Imaginem o seguinte: de um lado um grupo de pessoas com transtorno mental de diferentes faixa etária, cerca de 40 pessoas; de outro um grupo de pessoas com deficiência física, mais ou menos 60 pessoas, também de diferentes faixa etária. Ambos acompanhados de seus familiares. Estes dois grupos distintos reuniram-se neste último sábado pela manhã e lotaram dois ônibus para realizar um passeio ao Balneário São Giácomo à 35 Km de Maringá.
O CVI – Maringá, em parceria com o CAPS II, demonstrou mais uma vez que a inclusão se efetiva quando, de fato, ações são desenvolvidas no sentido de romper paradigmas.
Um passeio envolvendo cerca de 130 pessoas mobiliza, por si, só um trabalho de organização e de pessoas dispostas não apenas à aventura, à diversão e ao lazer, mas também de cuidados e preocupações em todos os sentidos.

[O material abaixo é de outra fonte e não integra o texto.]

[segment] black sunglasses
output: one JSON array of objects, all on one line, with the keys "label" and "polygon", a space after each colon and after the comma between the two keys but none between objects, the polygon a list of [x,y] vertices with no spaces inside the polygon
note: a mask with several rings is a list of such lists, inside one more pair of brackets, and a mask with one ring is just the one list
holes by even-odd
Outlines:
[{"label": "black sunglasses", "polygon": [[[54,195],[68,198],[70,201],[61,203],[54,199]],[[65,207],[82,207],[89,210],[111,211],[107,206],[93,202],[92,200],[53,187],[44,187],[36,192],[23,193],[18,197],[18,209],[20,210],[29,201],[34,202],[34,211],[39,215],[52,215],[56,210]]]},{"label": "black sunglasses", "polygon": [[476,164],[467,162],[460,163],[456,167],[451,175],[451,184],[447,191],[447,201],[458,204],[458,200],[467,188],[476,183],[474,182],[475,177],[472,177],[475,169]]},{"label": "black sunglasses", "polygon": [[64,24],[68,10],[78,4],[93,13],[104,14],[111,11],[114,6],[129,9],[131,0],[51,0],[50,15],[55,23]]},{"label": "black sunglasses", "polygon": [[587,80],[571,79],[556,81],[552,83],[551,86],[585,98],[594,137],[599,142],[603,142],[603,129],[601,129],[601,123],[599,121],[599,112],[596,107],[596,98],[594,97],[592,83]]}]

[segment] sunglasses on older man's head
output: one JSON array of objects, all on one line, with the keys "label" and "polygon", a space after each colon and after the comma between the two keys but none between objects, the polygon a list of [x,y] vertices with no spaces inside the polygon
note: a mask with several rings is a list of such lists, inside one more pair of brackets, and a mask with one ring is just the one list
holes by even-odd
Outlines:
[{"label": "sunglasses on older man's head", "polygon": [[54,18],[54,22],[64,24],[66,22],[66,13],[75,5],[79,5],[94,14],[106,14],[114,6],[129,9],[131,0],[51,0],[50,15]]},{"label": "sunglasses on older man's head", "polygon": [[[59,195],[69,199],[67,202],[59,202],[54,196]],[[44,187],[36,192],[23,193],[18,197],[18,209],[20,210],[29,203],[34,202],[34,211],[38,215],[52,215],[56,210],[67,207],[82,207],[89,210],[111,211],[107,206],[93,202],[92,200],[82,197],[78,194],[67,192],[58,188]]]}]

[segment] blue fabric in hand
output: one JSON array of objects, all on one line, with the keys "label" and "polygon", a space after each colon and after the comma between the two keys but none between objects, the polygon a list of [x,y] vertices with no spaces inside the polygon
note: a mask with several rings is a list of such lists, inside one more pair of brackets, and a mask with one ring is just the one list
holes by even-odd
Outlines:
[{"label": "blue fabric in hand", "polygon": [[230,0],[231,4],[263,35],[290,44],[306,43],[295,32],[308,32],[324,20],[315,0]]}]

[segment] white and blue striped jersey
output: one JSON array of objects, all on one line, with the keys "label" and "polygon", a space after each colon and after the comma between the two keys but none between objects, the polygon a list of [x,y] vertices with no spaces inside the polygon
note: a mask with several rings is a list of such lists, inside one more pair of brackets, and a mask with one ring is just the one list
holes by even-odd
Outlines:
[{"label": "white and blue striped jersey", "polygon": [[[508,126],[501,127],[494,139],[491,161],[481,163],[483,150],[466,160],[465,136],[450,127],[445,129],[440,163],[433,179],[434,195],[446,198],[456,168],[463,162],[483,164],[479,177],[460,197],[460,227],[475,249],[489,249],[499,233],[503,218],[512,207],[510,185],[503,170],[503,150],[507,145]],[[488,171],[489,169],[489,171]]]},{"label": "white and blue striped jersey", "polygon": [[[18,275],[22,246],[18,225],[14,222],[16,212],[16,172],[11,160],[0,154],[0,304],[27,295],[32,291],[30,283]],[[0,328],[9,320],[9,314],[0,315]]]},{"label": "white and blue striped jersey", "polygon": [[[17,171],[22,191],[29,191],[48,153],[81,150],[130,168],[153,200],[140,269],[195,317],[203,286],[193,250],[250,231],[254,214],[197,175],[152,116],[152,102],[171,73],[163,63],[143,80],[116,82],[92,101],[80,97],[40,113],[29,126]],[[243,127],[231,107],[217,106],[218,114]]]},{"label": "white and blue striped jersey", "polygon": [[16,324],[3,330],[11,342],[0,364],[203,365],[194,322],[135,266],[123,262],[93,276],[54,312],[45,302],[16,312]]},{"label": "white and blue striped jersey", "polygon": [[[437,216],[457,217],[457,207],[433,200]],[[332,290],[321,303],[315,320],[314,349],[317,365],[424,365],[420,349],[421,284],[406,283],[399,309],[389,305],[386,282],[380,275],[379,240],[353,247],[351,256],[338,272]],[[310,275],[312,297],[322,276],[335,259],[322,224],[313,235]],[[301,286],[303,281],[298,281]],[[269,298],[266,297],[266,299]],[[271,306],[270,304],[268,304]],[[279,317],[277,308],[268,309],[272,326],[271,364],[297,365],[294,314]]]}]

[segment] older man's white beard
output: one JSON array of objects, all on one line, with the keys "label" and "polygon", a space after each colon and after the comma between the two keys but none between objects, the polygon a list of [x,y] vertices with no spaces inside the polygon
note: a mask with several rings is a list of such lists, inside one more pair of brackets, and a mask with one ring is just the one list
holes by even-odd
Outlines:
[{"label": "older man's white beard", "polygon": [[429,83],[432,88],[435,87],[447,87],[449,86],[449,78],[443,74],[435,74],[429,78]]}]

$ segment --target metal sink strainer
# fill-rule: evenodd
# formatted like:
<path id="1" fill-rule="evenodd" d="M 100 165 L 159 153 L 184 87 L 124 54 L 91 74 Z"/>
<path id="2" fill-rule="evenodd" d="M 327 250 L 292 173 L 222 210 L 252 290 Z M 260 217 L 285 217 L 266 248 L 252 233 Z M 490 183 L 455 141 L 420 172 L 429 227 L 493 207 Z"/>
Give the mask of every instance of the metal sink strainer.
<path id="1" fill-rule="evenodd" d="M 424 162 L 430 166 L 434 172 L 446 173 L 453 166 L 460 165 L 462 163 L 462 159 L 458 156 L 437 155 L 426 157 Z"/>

Se estas pessoas apresentam condições especificas tais com: uso de cadeira de rodas, muletas e/ou apresentam alterações comportamentais, os cuidados e preocupações devem ser redobrados.
Todavia, o que se observou no decorrer deste dia foi um grande encontro, com a presença mais que garantida da diversidade, mas, também, da alegria, das trocas de experiência, da possibilidade da comunicação entre pares e da realização de sonhos e desejos, haja vista que muitas pessoas que nunca haviam passeado de charrete, por exemplo, puderam fazê-lo. É o caso da cadeirante Leila Zacarias, com severa limitação motora que se emocionou e divertiu-se ao realizar o passeio de charrete em volta do lago.
Houve também pessoas que brincaram na água, saíram de suas cadeiras para entrarem na água, deitaram-se na relva e relaxaram à sombra das muitas arvores ali presente. Um dia em contato com a natureza e com pessoas igualmente discriminadas historicamente.
Outros exemplos poderiam ser citados, mas não cabe descrevê-los aqui. Talvez algumas das imagens possam transmitir um pouco do que se presenciou neste evento, promovido pelo CVI – Maringá e pelo CAPS II, que responsabilizou-se, entre outras coisas pela “galinhada” servida no almoço.